– А мы думали – от голода. У нее хлеб закончился, – и он засмеялся коротким, звучным смешком.
У Андрея потемнело в глазах. Он вспомнил откинутый матрац и ровные ряды сухих коричневых буханок, похожих на булыжники, которыми выкладывают мостовые.
– Твоя мать была проституткой, – хладнокровно вставил черноволосый, накручивая на указательный палец цепочку от ключей. – И ненормальной…
– Позор!.. – добавил круглолицый, испытующе глядя на Голоту.

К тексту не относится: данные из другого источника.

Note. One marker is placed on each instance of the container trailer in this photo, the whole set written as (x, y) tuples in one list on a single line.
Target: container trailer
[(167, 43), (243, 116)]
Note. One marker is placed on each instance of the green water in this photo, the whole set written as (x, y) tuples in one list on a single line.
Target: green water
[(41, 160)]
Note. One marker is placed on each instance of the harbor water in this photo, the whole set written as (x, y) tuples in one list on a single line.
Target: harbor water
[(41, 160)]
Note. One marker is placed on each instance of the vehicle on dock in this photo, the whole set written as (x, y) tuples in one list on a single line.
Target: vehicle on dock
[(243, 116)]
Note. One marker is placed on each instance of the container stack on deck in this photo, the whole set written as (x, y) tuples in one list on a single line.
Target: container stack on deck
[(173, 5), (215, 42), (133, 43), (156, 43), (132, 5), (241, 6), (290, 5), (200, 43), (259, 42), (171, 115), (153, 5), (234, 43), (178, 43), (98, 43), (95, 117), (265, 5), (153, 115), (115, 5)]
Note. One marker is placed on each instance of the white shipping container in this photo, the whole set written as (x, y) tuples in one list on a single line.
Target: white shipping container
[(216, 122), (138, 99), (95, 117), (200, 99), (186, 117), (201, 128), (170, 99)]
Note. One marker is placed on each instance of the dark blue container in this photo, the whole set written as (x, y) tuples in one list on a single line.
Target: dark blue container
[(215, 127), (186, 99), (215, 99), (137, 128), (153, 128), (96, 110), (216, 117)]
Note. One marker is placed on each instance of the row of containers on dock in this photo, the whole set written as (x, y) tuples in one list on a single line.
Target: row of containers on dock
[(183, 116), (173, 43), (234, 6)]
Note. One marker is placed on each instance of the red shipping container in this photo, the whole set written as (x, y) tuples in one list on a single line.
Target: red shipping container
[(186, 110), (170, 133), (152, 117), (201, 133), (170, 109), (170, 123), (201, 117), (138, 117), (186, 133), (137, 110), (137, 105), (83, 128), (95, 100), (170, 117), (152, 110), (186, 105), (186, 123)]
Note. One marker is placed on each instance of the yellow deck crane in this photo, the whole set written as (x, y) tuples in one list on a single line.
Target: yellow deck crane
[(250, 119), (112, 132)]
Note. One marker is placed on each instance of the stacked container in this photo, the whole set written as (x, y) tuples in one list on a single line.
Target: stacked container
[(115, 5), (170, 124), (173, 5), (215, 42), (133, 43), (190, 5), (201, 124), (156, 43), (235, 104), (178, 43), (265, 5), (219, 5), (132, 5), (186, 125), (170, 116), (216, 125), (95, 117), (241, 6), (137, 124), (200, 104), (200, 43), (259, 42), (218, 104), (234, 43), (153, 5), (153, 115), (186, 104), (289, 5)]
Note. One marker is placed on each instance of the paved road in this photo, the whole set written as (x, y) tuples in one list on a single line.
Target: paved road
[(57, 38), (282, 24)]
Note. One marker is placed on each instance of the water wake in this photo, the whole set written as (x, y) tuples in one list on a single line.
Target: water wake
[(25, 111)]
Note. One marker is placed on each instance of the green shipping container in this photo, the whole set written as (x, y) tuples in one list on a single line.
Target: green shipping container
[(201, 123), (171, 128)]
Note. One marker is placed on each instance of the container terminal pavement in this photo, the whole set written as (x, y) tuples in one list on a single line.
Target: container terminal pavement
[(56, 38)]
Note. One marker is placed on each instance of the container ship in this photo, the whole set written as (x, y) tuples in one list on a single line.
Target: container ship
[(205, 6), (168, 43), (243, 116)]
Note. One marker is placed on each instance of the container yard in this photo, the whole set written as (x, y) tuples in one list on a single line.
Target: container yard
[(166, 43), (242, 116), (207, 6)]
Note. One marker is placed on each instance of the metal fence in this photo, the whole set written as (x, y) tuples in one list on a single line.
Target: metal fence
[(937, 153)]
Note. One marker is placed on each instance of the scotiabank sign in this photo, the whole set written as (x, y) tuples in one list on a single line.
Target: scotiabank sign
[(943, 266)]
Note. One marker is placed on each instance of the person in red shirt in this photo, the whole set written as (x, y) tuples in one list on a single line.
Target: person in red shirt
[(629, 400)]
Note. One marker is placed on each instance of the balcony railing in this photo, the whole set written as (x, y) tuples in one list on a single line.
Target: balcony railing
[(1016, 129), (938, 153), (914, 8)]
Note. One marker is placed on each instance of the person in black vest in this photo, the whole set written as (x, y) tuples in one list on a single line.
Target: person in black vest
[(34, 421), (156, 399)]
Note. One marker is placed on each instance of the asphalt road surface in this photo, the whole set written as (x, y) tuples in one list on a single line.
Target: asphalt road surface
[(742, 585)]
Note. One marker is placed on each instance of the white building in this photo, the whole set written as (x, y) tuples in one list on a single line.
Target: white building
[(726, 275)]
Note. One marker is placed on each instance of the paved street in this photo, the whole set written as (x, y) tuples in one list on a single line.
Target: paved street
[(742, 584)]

Тот стоял неподвижно, словно постигая смысл услышанного.
Как странно. Именно теперь, когда ему наконец бросили в лицо то, чего он так боялся, когда с презрением и жестокостью произнесли те самые слова, которые он десятки раз с ужасом слышал в собственном воображении, – Андрей не почувствовал унижения. И страха тоже не почувствовал. Последнее было особенно удивительным, поскольку это противное, мерзкое, скользкое чувство, казалось, не покидало его никогда. С младенчества он панически боялся матери, ее гнева и даже ее редких всполохов нежности. Он боялся соседей – разговаривать с ними, и даже смотреть им в глаза. Боялся дворовых мальчишек – с их острыми, быстрыми кулаками. Боялся учителей в школе, врачей в поликлинике, вагоновожатых в трамвае…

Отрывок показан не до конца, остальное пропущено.